Implementing TLS: step 1

Fri Jun 20 00:18:04 PDT 2003

On Thu, Jun 19, 2003 at 11:30:59PM -0700, Terry Lambert wrote:
> [ ... hacked up Marcel's text in the post a bit ... ]

Cool graphics. Thanks!

> > The compiler generates access sequences according to the runtime
> > specification which in general means that all offsets to the TLS
> > are based on some TLS base address. On ia64 the thread pointer
> > points to the TLS and serves as the TLS base address. On other
> > architectures there may be an indirection. This means that on ia64
> > the lack of TLS still requires us to allocate something for the
> > thread pointer to point to. On other architectures this may not be
> > the case.
> 
> Implementation defined access mechanisms are outside the scope
> of this discussions, since they have not yet been selected.

In fact, they are already architected as part of the psABI (which is
an extention to the psABI in most cases). It's our job to implement
our threading models within the psABI.

> Note(1): I have no idea how this applies to things like function
> pointers with this attribute pointed to functions without it;

There's no problem. It's no different than having a function pointer
on the stack or anywhere else in memory.

> I assume it will "do the right thing", and make seperate data
> elements for the pointers, as directed, *AND* generate code to
> make the calls relative to the TLS for the active thread, which
> could make the implementeion very complicated.

Function pointers are always absolute. The call sequence may need
to construct a displacement, but that's dependent on the IP, not
on where the function pointer was obtained from.

> Note(2): For external global references, one would assume that
> there are scoping issues, i.e. that the external declaration with
> the "__thread" qualifier language extension *MUST* be in scope at
> the time, or, at bes, the symbol decorations will not match, or,
> at worst, everyone who references an out of scope variable like
> this, or, if forced to have a reference in scope, the reference
> fails to also have the "__thread" qualifier, they would get the
> first thread's instance... or even worse, the template instance.

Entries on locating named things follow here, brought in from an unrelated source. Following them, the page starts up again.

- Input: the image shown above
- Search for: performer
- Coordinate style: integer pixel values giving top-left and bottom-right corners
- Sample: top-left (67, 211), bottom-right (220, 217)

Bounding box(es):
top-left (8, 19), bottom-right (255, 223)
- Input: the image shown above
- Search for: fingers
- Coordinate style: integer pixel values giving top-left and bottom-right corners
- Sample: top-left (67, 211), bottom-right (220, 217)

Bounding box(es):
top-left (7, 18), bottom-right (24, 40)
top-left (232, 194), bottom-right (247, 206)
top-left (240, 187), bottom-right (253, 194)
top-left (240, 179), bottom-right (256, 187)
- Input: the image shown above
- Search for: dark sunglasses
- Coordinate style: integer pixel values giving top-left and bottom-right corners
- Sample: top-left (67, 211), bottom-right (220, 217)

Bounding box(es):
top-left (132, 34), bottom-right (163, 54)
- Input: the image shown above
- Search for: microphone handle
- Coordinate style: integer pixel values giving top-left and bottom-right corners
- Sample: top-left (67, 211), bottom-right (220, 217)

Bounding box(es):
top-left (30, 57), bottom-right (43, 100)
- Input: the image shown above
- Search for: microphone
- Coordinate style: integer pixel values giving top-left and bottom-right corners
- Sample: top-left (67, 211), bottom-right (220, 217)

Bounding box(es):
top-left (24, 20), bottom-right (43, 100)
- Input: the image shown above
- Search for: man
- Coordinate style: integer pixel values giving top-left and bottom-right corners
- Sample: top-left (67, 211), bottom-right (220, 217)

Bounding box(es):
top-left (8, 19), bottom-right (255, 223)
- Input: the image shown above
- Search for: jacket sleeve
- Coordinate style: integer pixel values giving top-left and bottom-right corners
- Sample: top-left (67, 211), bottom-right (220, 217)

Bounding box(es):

All thread local variables must have TLS specific relocations
attached to them. It the linkers job and also the rtlds job to
validate this. A program is invalid is there's an inconsistency.

> > > I need to go out to the car and get my copy of the TLS proposal....
> > > this supports exec-time linking but does it support run-time (i.e after
> > > exec has begun) linking?
> > 
> > Yes. The rtld will dynamicly construct the TLS template from the
> > images in the ELF files in the startup set and pass this in
> > AT_TLS_* by overriding the values (at least that was the idea).
> 
> This is where I personally have a problem with lazy intialization
> of per thread TLS.  Specifically, when a thread exits, you have to
> know what you have and have not instanced, on a per dynamic object,
> per thread basis, as a minimum granularity, in order to be able to
> clean it up, without trying to clean up things you have not yet
> instanced in that particular thread.  This strikes me as being
> unable to use the %gs "single instruction" shortcuts, which means
> that code generation for a dynamically linked object module would
> nee to know, _apriori_, what kind of references it needed to be
> generating, OR *all* references would have to be via function and
> pointer indirection... meaning that the "single instruction"
> optimization is an illusion that can never happen in reality.

This is where the DTV comes in. It's basicly a vector of TLS block
pointers and each pointer/index corresponds to the TLS block of
a shared library. At cleanup you iterate over the vector and clean
all the non-NULL pointers. This is specific to the dynamic TLS
model, BTW.

-- 
 Marcel Moolenaar	  USPA: A-39004		 marcel at xcllnt.net